Zookeeper/oozie (System Management Architecture ):
Role
Description
Zookeeper
Is a system management coordination architecture used to manage the basic configurations of the distributed architecture. It provides many interfaces to simplify configuration management tasks.
Oozie
Oozie service is used to manage workflows. It is used to schedule different workflows so that each job starts and ends. These architectures help us manage the big data distributed computing architecture in a lightweight manner.
Ambari/whirr (system deployment management ):
Role
Description
Ambari
Help relevant personnel quickly deploy and build the entire Big Data Analysis Architecture, and monitor the running status of the system in real time.
Whirr
Whirr is mainly used to help develop cloud computing quickly.
Mahout (Machine Learning ):
Mahout is designed to help us quickly complete systems with high IQ. Some machine learning logic has been implemented. This architecture allows us to quickly integrate more machine learning intelligence.
You like to pay more attention. Your attention is my biggest motivation.
If you need big data, you can trust me.

Introduction to hadoop for Big Data

Related Article

Contact Us

The content source of this page is from Internet, which doesn't represent Alibaba Cloud's opinion; products and services mentioned on that page don't have any relationship with Alibaba Cloud. If the content of the page makes you feel confusing, please write us an email, we will handle the problem within 5 days after receiving your email.
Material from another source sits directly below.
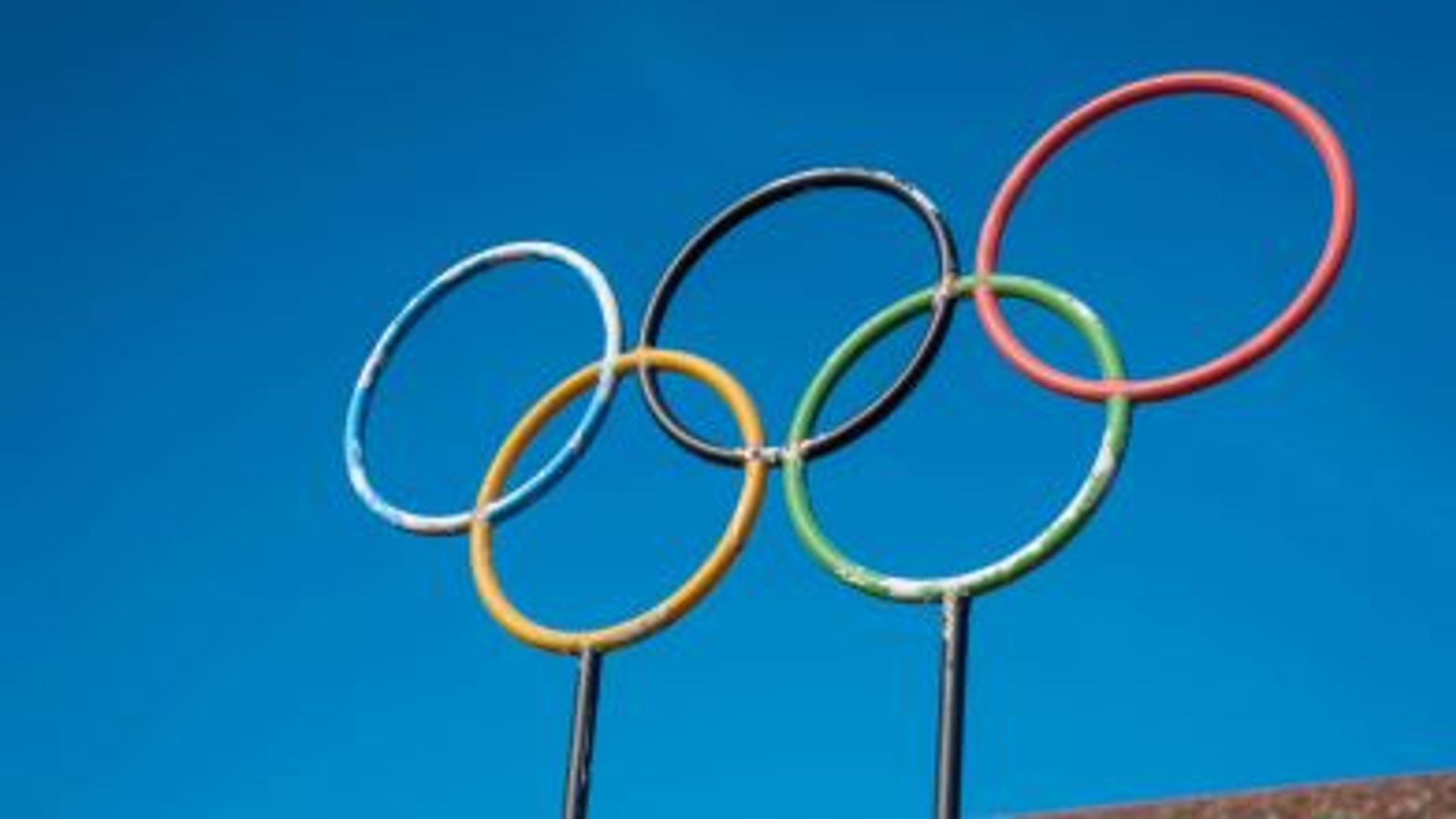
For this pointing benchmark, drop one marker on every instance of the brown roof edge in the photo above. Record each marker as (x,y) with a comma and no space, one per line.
(1420,796)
If you find any instances of plagiarism from the community, please send an email to: info-contact@alibabacloud.com and provide relevant evidence. A staff member will contact you within 5 working days.

A Free Trial That Lets You Build Big!

Start building with 50+ products and up to 12 months usage for Elastic Compute Service

  • Sales Support

    1 on 1 presale consultation

  • After-Sales Support

    24/7 Technical Support 6 Free Tickets per Quarter Faster Response

  • Alibaba Cloud offers highly flexible support services tailored to meet your exact needs.